Né de l’imagination du fils de Stephen King, Locke & Key voit sa singularité et sa puissance trahies dans une adaptation en série TV mainstream manquant d’audace.
On sait combien adapter en film des bandes dessinées (des comic books, des mangas…) est une opération périlleuse, peut-être plus encore même que celle de romans « conventionnels », et l’on compte vraiment très peu de succès incontestables parmi des dizaines, voire désormais des centaines d’échecs patents (on ne parlera pas ici de super-héros, ou si peu, c’est promis !). En revanche, il semblerait que le format long de la série TV, surtout conjugué avec un budget conséquent, limite la casse : sans reparler de Walking Dead, on rappellera par exemple que sur Netflix, on avait pu apprécier la première saison de The Umbrella Academy qui était de bonne facture sans (trop) trahir l’œuvre de Gerard Way.

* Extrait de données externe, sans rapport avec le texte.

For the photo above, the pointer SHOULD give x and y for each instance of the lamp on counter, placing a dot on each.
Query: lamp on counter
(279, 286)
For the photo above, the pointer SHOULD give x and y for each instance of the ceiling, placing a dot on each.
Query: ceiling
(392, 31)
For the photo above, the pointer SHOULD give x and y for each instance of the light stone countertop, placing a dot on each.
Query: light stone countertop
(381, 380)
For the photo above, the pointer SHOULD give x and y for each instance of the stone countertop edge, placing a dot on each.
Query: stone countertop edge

Avec le pari audacieux de mettre en images le fameux Locke & Key, récompensé par de nombreux prix et écrit par Joe Hill, le fils de Stephen King, Netflix montait clairement en puissance, et on se prenait à espérer à nouveau.
La vérité est malheureusement que cette première saison de Locke & Key n’est pas au niveau de nos attentes disproportionnées : si elle n’a rien de honteux, et si elle réserve de beaux moments à qui n’aurait pas lu les comics, elle nous déçoit à la fois au niveau de son scénario, bien loin de la virtuosité narrative de Joe Hill, et surtout, de son traitement général.

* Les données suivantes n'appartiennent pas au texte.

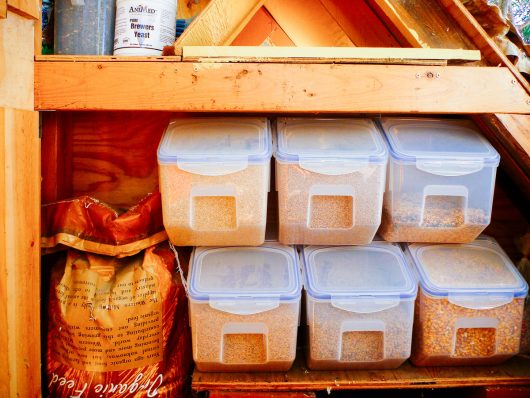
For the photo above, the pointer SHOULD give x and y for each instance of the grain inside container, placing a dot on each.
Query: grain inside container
(470, 304)
(440, 181)
(360, 303)
(214, 179)
(244, 307)
(330, 176)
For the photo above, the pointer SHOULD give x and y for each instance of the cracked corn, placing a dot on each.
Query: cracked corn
(438, 342)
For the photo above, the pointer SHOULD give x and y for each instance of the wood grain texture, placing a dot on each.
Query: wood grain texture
(108, 155)
(424, 23)
(514, 372)
(28, 8)
(254, 53)
(219, 23)
(262, 29)
(19, 254)
(490, 51)
(312, 26)
(254, 87)
(16, 62)
(3, 9)
(360, 23)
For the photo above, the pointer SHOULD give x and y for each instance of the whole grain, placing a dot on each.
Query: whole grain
(444, 220)
(332, 348)
(214, 350)
(335, 219)
(215, 220)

Il y a, les lecteurs de la BD le savent, dans Locke & Key un très bel univers surnaturel, à partir du concept des clés et des déplacements possibles des personnages dans l’espace mais également dans la virtualité de leur mémoire. Il y a aussi, et l’on ne peut pas s’empêcher d’y voir une filiation avec l’œuvre du grand Stephen King, des personnages complexes auxquels on a envie de s’attacher, et un jeu intéressant entre événements passés et présents, essentiels à la constitution du groupe. Il est donc vraiment dommage que tout cela soit régulièrement ridiculisé par un défaut majeur que l’on croyait pourtant caractéristique du mauvais cinéma d’horreur : la capacité des personnages à choisir systématiquement les mauvaises décisions et à faire des choses absurdes, à prendre des initiatives qui défient le bon sens dans des situations dangereuses (aller explorer des grottes côtières alors que la mer monte, se séparer sans raison, porter sur eux les objets que leurs ennemis recherchent, etc.). Rien de tel pour que le téléspectateur se retrouve dans une position d’incrédulité systématique qui désamorce la fiction.

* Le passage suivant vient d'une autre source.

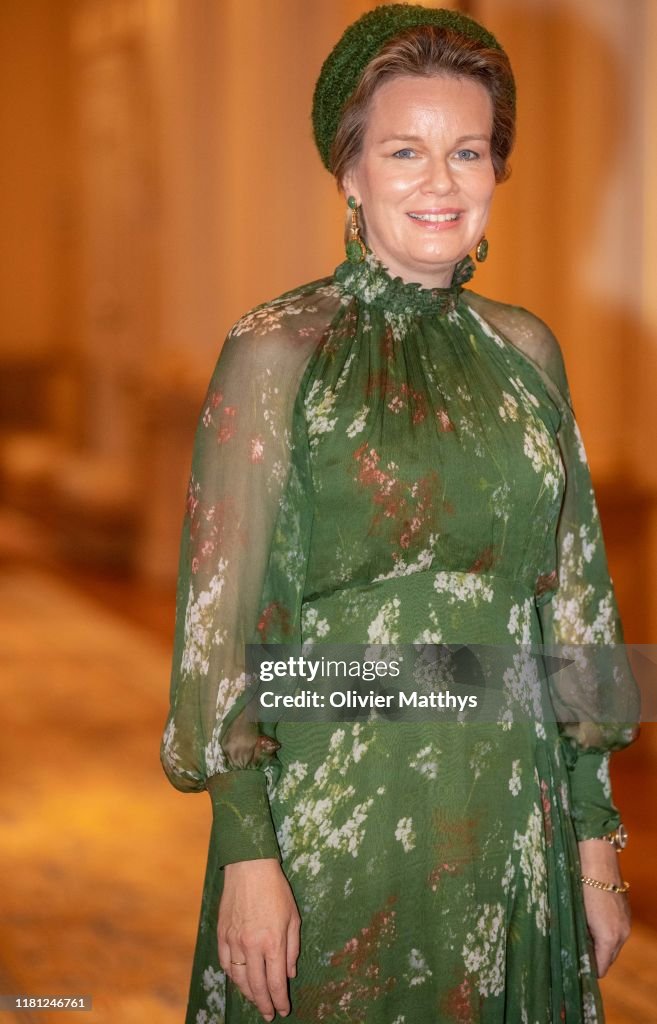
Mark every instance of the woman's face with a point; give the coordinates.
(425, 176)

Mais c’est surtout le choix, logique commercialement mais décevant artistiquement, de rendre moins sombre, moins radical le ton général de l’œuvre, mais également le plus « mainstream » possible les personnages, et en particulier les adolescents sur lesquels est centrée la série TV : en ôtant aux personnages leur marginalité, pour leur attribuer des comportements de teenagers beaucoup plus stéréotypés, et en éliminant la plupart des éléments malsains des comic books, Netflix fait tout simplement comme si le modèle de Stranger Things était le seul possible pour compter une histoire fantastique qui soit populaire. Ne subsistent du coup dans la série que de brefs instants de « non-conformisme », comme la proposition de ménage à 3, faite par l’héroïne à ses deux prétendants, ou comme la rechute « bienheureuse » de la mère de famille dans l’alcoolisme… C’est toutefois dans le plus beau personnage de la saison, Dodge, magistralement incarné par une Laysla de Oliveira magnétique, que se niche ce que la série a de plus précieux : depuis quand n’a-t-on pas vu dans une série populaire un « méchant » aussi séduisant, avec une aussi forte ambiguïté sexuelle qui apporte un trouble délicieux dans les scènes de séduction et une aussi formidable jouissance du mal ? On perçoit donc par intermittence ce que la série aurait pu être, si elle avait su être plus audacieuse, et avait montré plus de respect pour l’œuvre originale dont elle est inspirée.
Le dernier épisode de cette première saison – qui couvre à peu près les trois premiers comic books – se conclut classiquement de manière à relancer l’intérêt du téléspectateur pour une seconde saison : on espère donc que les faiblesses de Locke & Key seront corrigées pour pouvoir pleinement se laisser aller au plaisir de ce conte surnaturel original.